Method 2 : Visualize with Netron
    
    - Save the model >>>feature_extractor.save('extractor.h5')
    - Load and inspect the model with Netorn.
    - There are some "traffic intersections" in this model, look like they should contain useful signals, let's use this.
    - Each layer of the network learns the image at a different level of abstraction. Generally, the first layers are more sensitive to basic features such as edges, color, and shapes.

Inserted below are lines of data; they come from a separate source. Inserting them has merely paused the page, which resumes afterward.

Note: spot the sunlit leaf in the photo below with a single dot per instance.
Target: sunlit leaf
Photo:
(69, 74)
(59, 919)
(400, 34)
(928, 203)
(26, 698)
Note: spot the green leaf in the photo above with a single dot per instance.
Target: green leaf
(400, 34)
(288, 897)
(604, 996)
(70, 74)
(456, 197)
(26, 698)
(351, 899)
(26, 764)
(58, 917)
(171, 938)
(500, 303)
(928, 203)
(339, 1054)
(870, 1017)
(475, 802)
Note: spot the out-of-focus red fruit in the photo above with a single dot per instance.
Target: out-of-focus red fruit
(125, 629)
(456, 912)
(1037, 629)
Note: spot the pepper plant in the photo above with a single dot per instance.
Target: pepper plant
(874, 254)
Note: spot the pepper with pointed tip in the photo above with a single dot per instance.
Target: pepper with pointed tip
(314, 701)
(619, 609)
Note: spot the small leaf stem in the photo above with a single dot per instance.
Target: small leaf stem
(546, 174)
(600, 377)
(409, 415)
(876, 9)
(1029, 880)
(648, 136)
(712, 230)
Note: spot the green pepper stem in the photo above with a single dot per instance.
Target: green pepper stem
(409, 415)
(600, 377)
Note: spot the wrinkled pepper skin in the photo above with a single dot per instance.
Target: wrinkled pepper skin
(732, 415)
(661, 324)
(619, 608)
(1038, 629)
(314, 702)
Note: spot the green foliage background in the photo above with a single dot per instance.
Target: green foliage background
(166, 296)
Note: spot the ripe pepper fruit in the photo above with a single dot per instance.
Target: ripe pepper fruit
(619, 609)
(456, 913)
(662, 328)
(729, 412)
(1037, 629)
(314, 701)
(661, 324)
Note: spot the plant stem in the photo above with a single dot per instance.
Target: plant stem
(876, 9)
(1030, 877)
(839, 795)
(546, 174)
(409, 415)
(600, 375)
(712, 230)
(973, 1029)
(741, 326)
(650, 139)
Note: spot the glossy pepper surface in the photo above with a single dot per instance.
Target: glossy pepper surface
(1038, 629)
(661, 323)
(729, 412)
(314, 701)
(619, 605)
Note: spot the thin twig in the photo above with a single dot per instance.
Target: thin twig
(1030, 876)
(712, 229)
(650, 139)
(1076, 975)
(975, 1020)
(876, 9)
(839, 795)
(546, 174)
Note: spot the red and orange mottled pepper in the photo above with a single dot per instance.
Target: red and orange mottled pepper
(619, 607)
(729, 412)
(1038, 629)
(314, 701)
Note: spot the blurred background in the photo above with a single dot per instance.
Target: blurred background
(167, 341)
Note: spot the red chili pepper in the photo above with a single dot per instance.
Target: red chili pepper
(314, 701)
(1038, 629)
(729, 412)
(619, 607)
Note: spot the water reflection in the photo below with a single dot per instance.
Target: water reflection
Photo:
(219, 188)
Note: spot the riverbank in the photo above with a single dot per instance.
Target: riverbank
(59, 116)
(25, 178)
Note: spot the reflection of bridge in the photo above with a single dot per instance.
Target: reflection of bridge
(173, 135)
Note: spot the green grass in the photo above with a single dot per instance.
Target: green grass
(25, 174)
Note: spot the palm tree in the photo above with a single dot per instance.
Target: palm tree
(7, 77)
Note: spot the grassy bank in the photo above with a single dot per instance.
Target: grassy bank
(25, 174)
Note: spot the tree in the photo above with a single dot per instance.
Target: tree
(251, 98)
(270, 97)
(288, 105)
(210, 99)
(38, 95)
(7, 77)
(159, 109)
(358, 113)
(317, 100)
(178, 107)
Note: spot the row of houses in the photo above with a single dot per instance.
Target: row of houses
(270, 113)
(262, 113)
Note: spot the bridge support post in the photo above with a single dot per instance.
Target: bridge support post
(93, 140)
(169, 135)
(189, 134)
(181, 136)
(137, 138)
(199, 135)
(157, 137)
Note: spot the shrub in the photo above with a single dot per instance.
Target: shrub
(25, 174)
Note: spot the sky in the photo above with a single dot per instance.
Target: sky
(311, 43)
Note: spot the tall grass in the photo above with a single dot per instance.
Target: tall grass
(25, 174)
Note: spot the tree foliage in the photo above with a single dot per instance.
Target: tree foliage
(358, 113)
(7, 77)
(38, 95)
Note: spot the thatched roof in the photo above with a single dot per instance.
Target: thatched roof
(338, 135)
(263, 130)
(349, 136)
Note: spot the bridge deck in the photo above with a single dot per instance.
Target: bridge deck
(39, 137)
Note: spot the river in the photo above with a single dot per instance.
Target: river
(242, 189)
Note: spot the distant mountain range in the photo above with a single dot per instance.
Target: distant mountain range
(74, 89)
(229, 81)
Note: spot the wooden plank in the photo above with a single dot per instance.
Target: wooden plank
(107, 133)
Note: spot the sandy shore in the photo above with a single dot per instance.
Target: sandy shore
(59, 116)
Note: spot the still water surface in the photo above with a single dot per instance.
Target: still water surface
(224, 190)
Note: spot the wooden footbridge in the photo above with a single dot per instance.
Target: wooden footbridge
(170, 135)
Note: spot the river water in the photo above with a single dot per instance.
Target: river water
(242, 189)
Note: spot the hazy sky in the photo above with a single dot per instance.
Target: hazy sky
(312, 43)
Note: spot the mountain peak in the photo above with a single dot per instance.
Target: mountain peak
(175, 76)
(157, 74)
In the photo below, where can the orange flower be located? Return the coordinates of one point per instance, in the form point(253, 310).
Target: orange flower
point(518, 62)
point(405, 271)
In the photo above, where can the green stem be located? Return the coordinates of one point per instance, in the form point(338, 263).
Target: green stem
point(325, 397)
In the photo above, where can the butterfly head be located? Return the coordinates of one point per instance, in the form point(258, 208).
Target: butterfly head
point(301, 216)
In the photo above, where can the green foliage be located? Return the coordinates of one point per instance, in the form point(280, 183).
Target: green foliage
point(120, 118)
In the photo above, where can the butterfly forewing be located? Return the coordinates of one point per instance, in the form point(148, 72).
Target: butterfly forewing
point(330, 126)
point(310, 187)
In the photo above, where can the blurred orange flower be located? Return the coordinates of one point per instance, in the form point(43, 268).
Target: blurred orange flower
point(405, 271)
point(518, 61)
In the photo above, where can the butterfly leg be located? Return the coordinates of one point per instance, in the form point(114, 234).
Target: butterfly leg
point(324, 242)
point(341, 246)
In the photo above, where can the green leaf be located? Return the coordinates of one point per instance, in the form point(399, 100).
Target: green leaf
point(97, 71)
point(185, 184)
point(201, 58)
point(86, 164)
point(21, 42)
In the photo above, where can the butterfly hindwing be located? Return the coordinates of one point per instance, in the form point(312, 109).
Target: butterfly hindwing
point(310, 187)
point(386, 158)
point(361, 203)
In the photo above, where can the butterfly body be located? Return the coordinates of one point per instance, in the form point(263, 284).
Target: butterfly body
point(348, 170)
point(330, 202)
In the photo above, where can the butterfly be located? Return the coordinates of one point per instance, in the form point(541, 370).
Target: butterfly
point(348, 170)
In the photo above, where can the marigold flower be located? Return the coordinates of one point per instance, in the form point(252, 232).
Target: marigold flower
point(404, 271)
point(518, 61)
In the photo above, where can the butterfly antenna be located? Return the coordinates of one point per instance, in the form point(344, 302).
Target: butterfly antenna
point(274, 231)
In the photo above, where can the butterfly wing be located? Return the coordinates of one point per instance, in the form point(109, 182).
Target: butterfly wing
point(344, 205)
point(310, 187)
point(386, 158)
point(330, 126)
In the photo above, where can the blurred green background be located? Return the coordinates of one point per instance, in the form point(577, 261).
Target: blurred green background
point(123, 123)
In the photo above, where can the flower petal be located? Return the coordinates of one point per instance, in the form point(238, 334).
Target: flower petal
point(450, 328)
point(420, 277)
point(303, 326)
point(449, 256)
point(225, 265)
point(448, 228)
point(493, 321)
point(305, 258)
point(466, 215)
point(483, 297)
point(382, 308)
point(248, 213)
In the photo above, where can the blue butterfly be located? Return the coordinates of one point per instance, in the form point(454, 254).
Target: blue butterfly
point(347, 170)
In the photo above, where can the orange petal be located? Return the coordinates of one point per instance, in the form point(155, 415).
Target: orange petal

While the deeper layers may contain more information about objects, contexts

In [5]:
feature_extractor.save('extractor.h5')



### Defining Loss Function

We'll use the loss function:

![Screenshot%202022-08-23%20121641.png](attachment:Screenshot%202022-08-23%20121641.png)

where y_i's are the activation ouputs of the feature extractor model, and d_i's are the sizes (the product of dimesions) of these outputs.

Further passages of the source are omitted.